Quem nunca morou na própria impossibilidade
não sabe o que é sentir-se desabrigado. O voo é amador, mas é um voo. Mesmo sob risco constante de mais uma queda.
[A paisagem é minha].
A impossibilidade passa então a ser mais um
abismo atravessado, mesmo que de maneira atravancada. Morar na impossibilidade
é estar preso no purgatório – habitar um lugar que entre os quase vivos e
mortos não se salvam todos.
Os olhos atentos e globais do meu
gato me observam. Até ele parece acreditar numa solução [até ele quase sempre
tão alheio me diz sim]. O corpo pesa e sobre os ombros parte da minha vontade é
sentida. Parte da minha vontade se estende e se alavanca. Suspenso. Além das
rotas, dos dias e das tarefas. Levita, se interpõe e é quase dono de si.

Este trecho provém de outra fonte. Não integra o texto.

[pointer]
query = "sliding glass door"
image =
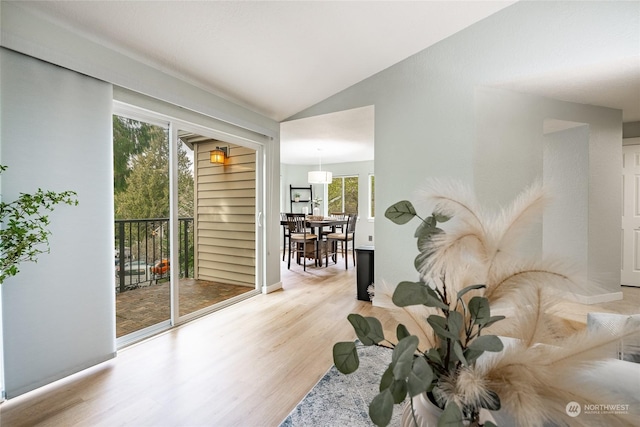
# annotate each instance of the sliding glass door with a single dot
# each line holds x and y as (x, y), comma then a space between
(187, 239)
(218, 262)
(141, 207)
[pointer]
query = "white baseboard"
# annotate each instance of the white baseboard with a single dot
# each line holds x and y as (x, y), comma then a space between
(271, 288)
(595, 299)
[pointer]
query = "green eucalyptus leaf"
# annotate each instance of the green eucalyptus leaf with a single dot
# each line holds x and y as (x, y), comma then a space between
(451, 416)
(402, 357)
(424, 230)
(399, 390)
(457, 350)
(410, 293)
(487, 343)
(387, 378)
(345, 357)
(469, 288)
(376, 334)
(400, 212)
(402, 332)
(381, 408)
(479, 309)
(433, 355)
(439, 325)
(420, 377)
(455, 322)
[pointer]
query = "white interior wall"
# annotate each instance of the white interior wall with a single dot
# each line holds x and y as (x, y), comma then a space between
(425, 114)
(565, 221)
(81, 166)
(27, 33)
(58, 313)
(510, 124)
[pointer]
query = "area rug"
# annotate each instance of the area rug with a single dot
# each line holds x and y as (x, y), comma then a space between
(343, 400)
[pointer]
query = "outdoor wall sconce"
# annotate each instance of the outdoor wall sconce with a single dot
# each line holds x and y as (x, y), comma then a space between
(319, 176)
(219, 155)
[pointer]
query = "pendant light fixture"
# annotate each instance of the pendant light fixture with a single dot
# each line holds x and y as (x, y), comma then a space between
(320, 176)
(218, 155)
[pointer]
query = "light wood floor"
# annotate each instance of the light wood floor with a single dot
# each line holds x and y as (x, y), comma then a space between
(246, 365)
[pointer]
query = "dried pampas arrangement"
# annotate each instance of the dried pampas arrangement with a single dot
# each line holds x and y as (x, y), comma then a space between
(469, 259)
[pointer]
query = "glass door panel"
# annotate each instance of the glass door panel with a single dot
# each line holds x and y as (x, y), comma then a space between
(141, 204)
(217, 209)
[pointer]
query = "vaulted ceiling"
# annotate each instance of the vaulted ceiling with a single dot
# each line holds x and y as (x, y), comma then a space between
(280, 57)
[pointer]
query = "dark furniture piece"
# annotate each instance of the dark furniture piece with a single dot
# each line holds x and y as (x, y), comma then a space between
(364, 271)
(347, 235)
(299, 238)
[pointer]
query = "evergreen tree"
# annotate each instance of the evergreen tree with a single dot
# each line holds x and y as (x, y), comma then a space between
(146, 193)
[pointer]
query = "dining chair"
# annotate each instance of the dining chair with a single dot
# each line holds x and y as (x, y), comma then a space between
(299, 238)
(348, 235)
(337, 228)
(285, 231)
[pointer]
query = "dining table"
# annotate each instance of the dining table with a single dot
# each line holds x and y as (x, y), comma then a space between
(316, 225)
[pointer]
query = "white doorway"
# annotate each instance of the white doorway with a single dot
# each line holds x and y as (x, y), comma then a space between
(630, 268)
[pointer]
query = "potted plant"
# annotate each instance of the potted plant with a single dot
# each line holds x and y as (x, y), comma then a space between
(458, 367)
(24, 234)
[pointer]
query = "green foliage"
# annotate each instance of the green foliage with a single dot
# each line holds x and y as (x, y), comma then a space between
(130, 138)
(457, 328)
(141, 168)
(24, 234)
(343, 194)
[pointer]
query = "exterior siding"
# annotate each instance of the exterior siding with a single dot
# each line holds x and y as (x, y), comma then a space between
(225, 215)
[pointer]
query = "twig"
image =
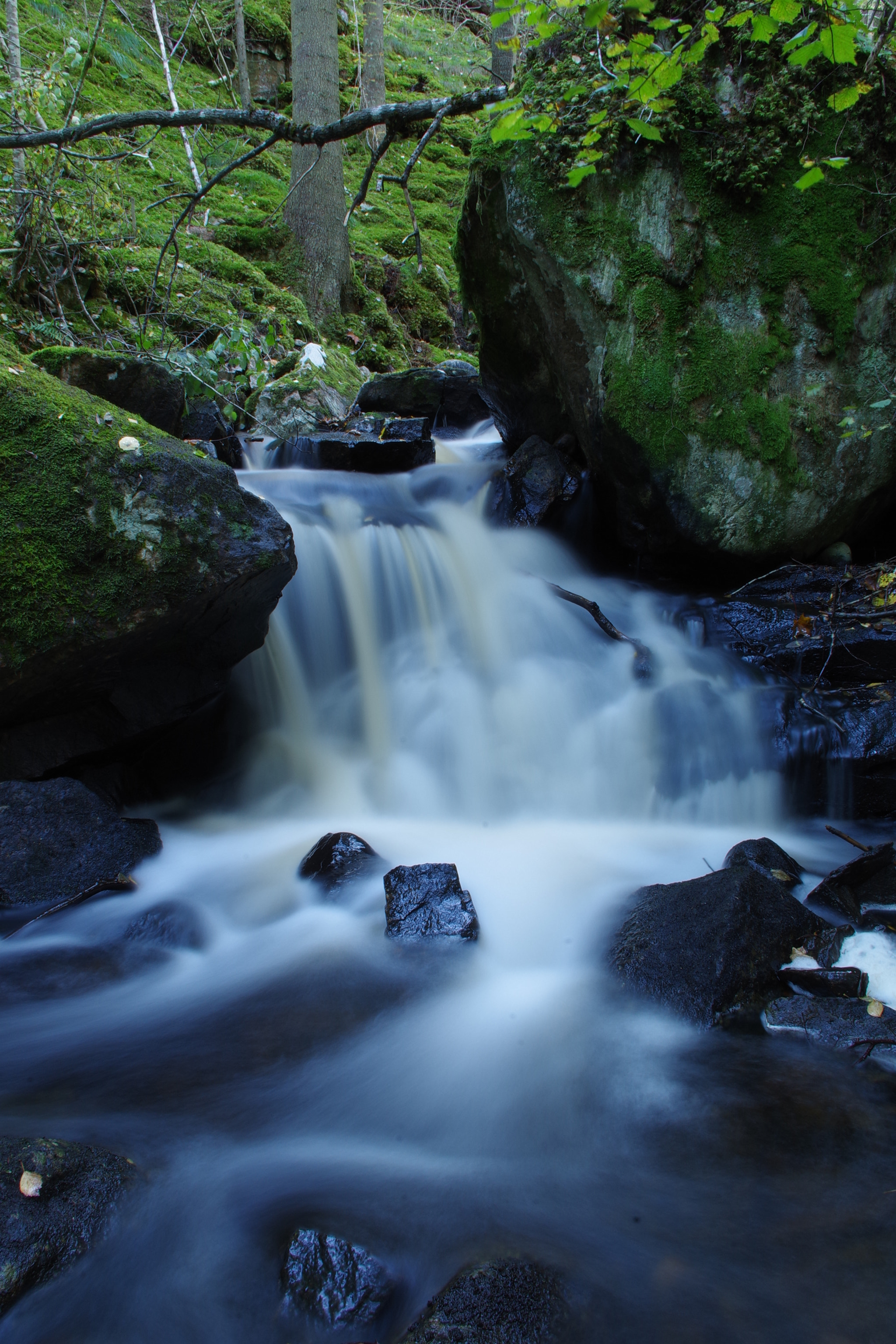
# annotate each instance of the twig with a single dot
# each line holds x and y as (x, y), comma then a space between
(120, 883)
(172, 96)
(841, 835)
(643, 652)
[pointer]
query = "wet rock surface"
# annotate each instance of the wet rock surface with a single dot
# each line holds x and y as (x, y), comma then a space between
(140, 386)
(57, 839)
(711, 945)
(449, 392)
(426, 901)
(535, 483)
(836, 1023)
(500, 1303)
(335, 1283)
(338, 859)
(42, 1234)
(206, 424)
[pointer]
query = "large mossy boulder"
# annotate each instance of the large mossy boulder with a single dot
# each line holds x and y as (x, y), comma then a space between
(132, 578)
(717, 358)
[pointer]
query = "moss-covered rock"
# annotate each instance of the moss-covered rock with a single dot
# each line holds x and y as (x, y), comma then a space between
(131, 581)
(717, 359)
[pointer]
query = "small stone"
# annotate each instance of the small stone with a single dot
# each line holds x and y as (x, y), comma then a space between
(30, 1183)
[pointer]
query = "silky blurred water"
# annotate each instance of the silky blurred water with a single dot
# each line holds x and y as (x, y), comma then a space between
(424, 687)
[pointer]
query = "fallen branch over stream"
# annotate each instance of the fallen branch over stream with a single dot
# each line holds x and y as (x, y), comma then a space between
(643, 660)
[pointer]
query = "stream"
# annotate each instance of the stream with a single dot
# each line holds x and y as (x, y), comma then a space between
(287, 1066)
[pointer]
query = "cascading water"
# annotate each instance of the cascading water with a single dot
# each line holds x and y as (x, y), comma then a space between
(424, 687)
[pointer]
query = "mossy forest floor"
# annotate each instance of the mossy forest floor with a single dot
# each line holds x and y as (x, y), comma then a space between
(237, 264)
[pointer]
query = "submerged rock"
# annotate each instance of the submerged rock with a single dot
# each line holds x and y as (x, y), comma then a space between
(140, 386)
(451, 393)
(131, 581)
(335, 1283)
(39, 1236)
(535, 482)
(706, 381)
(836, 1023)
(58, 839)
(500, 1303)
(339, 858)
(711, 945)
(426, 901)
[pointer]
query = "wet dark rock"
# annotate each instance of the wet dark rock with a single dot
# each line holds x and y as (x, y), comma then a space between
(57, 839)
(534, 484)
(170, 925)
(500, 1303)
(451, 393)
(335, 1283)
(843, 983)
(140, 386)
(344, 452)
(870, 879)
(42, 1234)
(836, 1023)
(765, 857)
(710, 945)
(426, 901)
(206, 424)
(339, 858)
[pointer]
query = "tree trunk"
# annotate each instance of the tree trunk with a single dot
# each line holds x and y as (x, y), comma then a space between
(14, 62)
(503, 58)
(242, 63)
(374, 76)
(316, 209)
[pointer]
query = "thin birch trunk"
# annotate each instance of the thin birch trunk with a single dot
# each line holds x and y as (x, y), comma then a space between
(242, 61)
(171, 94)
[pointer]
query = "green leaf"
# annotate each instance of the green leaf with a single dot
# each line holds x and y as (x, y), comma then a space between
(643, 128)
(839, 43)
(785, 11)
(805, 54)
(763, 27)
(809, 179)
(579, 174)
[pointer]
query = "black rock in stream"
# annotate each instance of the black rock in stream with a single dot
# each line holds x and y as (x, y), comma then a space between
(535, 483)
(426, 901)
(339, 858)
(836, 1023)
(711, 945)
(335, 1283)
(42, 1233)
(500, 1303)
(58, 839)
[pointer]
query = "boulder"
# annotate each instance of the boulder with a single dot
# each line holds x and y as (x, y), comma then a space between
(131, 578)
(315, 393)
(140, 386)
(707, 353)
(836, 1023)
(500, 1303)
(336, 1284)
(346, 452)
(711, 945)
(338, 859)
(535, 482)
(43, 1233)
(426, 901)
(205, 424)
(57, 839)
(448, 394)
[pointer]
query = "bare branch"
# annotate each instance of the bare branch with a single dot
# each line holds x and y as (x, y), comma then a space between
(396, 116)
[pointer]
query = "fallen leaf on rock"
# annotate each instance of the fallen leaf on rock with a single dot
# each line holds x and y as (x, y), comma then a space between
(30, 1184)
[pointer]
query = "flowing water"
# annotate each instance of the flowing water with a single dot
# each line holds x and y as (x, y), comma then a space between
(289, 1066)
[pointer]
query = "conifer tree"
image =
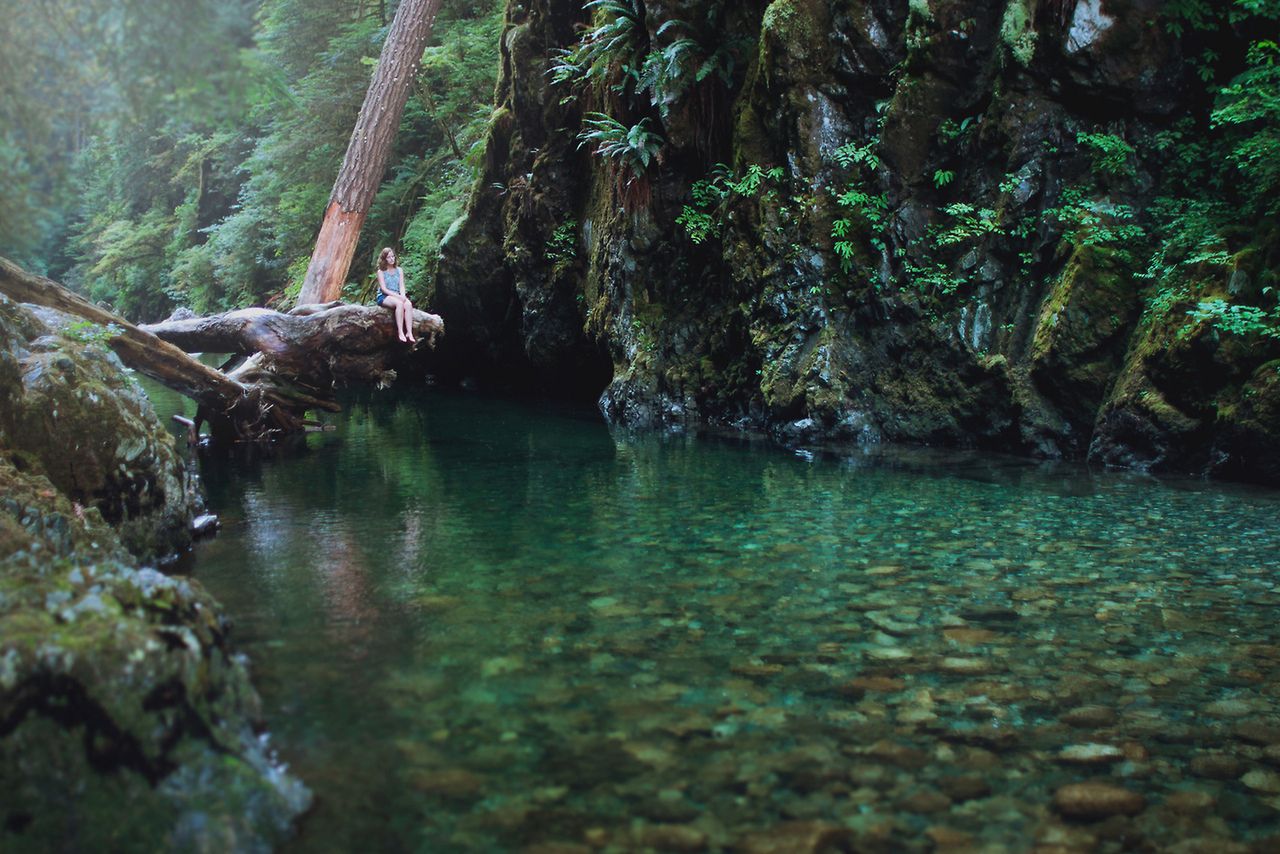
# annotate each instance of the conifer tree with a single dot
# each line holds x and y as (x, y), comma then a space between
(368, 151)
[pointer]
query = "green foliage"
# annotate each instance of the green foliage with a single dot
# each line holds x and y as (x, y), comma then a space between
(562, 247)
(699, 55)
(91, 333)
(712, 196)
(968, 224)
(1096, 222)
(1239, 319)
(854, 154)
(630, 150)
(1111, 155)
(186, 159)
(611, 54)
(1248, 108)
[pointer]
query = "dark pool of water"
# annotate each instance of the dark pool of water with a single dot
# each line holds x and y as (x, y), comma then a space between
(480, 625)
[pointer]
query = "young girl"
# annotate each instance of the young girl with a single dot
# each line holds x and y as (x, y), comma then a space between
(392, 292)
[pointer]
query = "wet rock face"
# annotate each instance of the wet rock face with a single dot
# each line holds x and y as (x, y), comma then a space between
(120, 702)
(71, 412)
(1038, 343)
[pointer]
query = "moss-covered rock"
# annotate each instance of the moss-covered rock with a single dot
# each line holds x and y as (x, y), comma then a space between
(72, 414)
(126, 720)
(944, 259)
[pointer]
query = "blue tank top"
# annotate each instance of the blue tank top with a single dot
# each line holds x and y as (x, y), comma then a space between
(392, 279)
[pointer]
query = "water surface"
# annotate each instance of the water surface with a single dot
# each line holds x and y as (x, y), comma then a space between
(480, 625)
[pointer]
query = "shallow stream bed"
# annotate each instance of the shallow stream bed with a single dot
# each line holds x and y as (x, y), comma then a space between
(479, 625)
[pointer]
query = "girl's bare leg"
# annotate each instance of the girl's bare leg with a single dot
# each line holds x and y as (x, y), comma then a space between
(398, 305)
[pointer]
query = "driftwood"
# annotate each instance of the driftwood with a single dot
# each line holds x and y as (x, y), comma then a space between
(289, 361)
(312, 346)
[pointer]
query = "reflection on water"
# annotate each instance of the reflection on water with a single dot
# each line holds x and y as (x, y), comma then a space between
(483, 626)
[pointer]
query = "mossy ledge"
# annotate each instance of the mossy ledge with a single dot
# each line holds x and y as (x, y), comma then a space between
(990, 325)
(127, 722)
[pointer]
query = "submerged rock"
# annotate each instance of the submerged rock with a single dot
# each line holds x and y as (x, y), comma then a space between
(1097, 800)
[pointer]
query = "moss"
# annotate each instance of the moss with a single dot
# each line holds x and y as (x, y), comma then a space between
(1018, 32)
(123, 706)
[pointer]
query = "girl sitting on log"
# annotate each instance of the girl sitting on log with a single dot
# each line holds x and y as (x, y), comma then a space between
(392, 292)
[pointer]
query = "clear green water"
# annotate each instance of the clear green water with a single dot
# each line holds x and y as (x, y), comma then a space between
(478, 625)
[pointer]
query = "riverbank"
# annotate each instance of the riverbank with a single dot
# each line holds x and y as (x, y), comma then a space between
(126, 716)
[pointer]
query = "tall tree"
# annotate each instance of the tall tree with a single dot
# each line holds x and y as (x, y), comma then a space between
(368, 151)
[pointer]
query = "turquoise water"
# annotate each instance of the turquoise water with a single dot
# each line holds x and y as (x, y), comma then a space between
(480, 625)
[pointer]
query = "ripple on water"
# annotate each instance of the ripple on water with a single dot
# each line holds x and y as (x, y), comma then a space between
(478, 626)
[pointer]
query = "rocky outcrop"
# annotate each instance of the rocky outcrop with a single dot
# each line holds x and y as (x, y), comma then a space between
(126, 718)
(944, 241)
(69, 412)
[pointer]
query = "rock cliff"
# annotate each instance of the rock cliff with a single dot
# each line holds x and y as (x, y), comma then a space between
(922, 220)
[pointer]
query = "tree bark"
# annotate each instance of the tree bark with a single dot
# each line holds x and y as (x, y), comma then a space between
(368, 150)
(295, 359)
(312, 346)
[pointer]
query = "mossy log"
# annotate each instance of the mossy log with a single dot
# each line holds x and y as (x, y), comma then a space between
(292, 360)
(312, 346)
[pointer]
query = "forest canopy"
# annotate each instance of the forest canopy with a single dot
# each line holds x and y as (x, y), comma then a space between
(155, 158)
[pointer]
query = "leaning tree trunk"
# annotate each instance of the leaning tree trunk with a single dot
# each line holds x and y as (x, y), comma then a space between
(368, 151)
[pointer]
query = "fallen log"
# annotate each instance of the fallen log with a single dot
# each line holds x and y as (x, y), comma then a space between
(289, 361)
(232, 409)
(314, 346)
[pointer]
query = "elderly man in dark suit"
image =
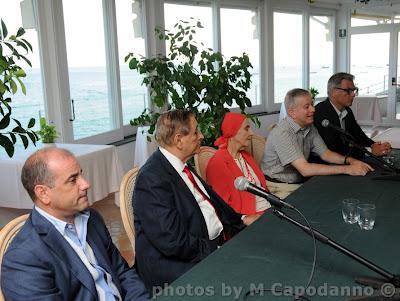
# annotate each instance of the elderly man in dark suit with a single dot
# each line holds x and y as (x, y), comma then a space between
(179, 219)
(336, 109)
(64, 251)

Quase
absoluto e quase consegue superar o mundo.
Quase.
É preciso perder a conta, perder
o medo, perder o chão, perder o controle. Por fim, perder-se labirinticamente. Perder a língua e a
fala. Fazer malabarismos de silêncio. Perceber que mesmo quando tudo está
quieto, ainda há movimento. O mundo está subcutâneo. A correr por debaixo da
terra. A vida mesmo quando calada se move nas pontas dos pés [ensurdecedora].
Atravesso desertos.
Ananda Sampaio
Um comentário:
"Fazer malabarismos de silêncio." Preciso comentar ? Estupendo!